Douglas A. McIntyre is the co-founder, chief executive officer and editor in chief of 24/7 Wall St. and 24/7 Tempo. He has held these jobs since 2006.

McIntyre has written thousands of articles for 24/7 Wall St. He is an expert on corporate finance, the automotive industry, media companies and international finance. He has edited articles on national demographics, sports, personal income and travel.

His work has been quoted or mentioned in The New York Times, The Wall Street Journal, Los Angeles Times, The Washington Post, NBC News, Time, The New Yorker, HuffPost USA Today, Business Insider, Yahoo, AOL, MarketWatch, The Atlantic, Bloomberg, New York Post, Chicago Tribune, Forbes, The Guardian and many other major publications. McIntyre has been a guest on CNBC, the BBC and television and radio stations across the country.

A magna cum laude graduate of Harvard College, McIntyre also was president of The Harvard Advocate. Founded in 1866, the Advocate is the oldest college publication in the United States.

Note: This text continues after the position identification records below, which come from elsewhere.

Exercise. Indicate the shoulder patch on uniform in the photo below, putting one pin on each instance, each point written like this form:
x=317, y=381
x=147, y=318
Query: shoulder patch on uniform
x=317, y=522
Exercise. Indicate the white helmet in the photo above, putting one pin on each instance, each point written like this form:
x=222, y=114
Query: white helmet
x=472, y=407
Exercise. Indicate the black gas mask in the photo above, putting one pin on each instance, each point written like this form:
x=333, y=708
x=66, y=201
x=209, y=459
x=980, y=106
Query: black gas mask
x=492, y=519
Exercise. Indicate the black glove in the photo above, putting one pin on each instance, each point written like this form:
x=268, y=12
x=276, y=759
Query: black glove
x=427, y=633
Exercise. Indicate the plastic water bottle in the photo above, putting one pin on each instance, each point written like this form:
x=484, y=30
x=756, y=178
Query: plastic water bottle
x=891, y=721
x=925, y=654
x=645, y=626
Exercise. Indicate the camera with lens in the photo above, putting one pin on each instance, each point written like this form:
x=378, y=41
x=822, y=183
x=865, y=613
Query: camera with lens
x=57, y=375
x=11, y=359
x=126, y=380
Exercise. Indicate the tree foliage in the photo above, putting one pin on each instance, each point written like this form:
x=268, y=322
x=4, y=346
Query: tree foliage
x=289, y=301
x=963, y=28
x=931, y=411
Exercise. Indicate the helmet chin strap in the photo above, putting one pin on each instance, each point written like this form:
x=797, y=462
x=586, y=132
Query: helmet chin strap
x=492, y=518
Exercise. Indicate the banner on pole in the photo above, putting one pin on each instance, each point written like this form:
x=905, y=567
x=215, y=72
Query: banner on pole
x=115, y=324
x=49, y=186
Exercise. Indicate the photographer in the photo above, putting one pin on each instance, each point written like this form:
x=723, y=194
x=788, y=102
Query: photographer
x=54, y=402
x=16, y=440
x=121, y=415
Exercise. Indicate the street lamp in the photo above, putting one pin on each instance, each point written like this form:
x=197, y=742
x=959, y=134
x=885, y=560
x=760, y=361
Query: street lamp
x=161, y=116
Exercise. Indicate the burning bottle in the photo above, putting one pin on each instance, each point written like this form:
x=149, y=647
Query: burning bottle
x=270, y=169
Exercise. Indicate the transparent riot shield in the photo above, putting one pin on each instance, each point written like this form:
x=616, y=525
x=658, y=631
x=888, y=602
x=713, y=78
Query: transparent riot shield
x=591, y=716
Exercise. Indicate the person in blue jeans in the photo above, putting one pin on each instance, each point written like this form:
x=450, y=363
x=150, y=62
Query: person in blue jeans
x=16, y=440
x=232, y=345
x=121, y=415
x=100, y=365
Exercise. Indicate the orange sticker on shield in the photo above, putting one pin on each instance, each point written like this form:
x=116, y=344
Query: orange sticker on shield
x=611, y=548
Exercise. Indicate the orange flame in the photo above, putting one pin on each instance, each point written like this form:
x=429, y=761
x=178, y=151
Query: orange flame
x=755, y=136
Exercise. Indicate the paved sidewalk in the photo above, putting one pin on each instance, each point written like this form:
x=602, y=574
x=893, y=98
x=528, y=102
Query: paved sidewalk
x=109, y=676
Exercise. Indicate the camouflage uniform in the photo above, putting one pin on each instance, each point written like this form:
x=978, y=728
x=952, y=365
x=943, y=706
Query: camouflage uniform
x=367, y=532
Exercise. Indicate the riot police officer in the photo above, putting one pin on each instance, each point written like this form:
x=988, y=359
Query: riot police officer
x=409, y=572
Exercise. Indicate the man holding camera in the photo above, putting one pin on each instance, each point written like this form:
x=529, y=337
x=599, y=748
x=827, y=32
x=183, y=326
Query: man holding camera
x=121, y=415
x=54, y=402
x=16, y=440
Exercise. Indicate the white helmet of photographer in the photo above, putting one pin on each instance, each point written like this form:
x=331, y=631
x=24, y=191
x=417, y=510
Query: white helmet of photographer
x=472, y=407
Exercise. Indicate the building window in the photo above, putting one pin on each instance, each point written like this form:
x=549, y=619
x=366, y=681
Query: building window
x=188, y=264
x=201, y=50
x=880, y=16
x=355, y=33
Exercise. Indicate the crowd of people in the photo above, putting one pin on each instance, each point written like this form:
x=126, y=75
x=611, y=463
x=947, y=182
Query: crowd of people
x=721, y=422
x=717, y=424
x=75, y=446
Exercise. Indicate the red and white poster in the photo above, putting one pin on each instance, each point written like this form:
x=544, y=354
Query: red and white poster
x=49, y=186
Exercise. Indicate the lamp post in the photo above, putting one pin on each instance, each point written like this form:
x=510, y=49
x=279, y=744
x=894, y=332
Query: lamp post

TheStreet.com, Comps.com and Edgar Online are some of the public companies for which McIntyre served on the board of directors. He was a Vicinity Corporation board member when the company was sold to Microsoft in 2002. He served on the audit committees of some of these companies.

McIntyre has been the CEO of FutureSource, a provider of trading terminals and news to commodities and futures traders. He was president of Switchboard, the online phone directory company. He served as chairman and CEO of On2 Technologies, the video compression company that provided video compression software for Adobe’s Flash. Google bought On2 in 2009.